Saturday, September 22, 2012

We left Yokohama last night

Sept. 11, 1945

My Darling Wife,

There was a while there when I wasn't writing you very often, wasn't there? That was because we were so busy and so crowded with troops, so I'll try and make up for it now because when we get troops again, it may be harder to write you as often.

We left Yokohama last night and are now on our way to Okinawa. The story is that we are going to pick up prisoners of war there and take them to Manila. I'm sure I don't know why we would take war prisoners to Manila, but the rumor seems to be fairly official. Guess we'll soon find out. There isn't any more "blackout" out at sea now. Last night all the ships in the convoy had their navigation lights on and we even had movies topside while underway. I'm beginning to believe the war really is over.

Gene & Perry on a family vacation to Northern California
I guess you've read by now about the Navy giving 1/4 a point a month for overseas duty. That still doesn't help me very much, but it does put me a little closer to the goal. That will be taking quite a few more off this ship. I still think I will be getting out next spring some time. Darling, that is all I can think about all the while I am awake and dream about at night the time when I can be back with you forever. I sometimes think I will be perfectly content then--just to be with you.
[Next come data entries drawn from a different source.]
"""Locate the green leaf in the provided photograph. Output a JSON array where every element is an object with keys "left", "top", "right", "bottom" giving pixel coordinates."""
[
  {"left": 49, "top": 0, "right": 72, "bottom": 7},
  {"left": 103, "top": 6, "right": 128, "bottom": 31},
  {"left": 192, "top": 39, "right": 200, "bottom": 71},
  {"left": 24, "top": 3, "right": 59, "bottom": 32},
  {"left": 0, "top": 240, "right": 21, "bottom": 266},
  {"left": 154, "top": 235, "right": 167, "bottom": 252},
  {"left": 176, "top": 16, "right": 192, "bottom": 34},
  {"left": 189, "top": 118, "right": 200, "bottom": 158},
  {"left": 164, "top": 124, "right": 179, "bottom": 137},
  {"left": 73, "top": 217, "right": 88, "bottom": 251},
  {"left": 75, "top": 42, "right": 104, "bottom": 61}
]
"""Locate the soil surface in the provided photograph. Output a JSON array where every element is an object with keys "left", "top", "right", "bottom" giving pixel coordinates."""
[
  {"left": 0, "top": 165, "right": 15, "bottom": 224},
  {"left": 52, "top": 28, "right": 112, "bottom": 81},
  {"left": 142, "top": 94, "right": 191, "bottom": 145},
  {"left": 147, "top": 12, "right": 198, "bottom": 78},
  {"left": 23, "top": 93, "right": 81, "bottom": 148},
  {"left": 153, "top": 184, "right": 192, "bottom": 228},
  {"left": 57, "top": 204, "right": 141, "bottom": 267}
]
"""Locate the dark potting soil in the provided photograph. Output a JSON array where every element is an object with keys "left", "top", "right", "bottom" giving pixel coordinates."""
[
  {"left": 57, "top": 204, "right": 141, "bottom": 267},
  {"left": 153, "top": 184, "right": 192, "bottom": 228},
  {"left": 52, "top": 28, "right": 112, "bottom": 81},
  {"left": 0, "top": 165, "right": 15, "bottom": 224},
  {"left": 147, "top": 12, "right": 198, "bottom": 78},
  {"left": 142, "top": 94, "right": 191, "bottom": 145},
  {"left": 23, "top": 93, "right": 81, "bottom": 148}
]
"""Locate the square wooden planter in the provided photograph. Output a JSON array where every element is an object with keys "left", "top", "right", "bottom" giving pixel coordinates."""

I sometimes wonder if you really think and long for those things as much as I do. I love you so very much, my darling. How I wish I could hold you in my arms right now like I used to. Only the next time I take you in my arms I want it to be forever--never to have to leave you again. God grant that it might be that way.

Well, Sweetheart, I'm enclosing two money orders. I'm sending you $100 to save for when I came home and also sending my tithing for the last three months. (July, August, Sept.) $6.56 per month--total $19.68. There is only one advantage that I know of in being out to sea and that is you are able to save money. And that's only because there's nothing to buy, or worth buying. I don't believe there is a sailor who would give a nickel from his pay account for the whole darn Pacific.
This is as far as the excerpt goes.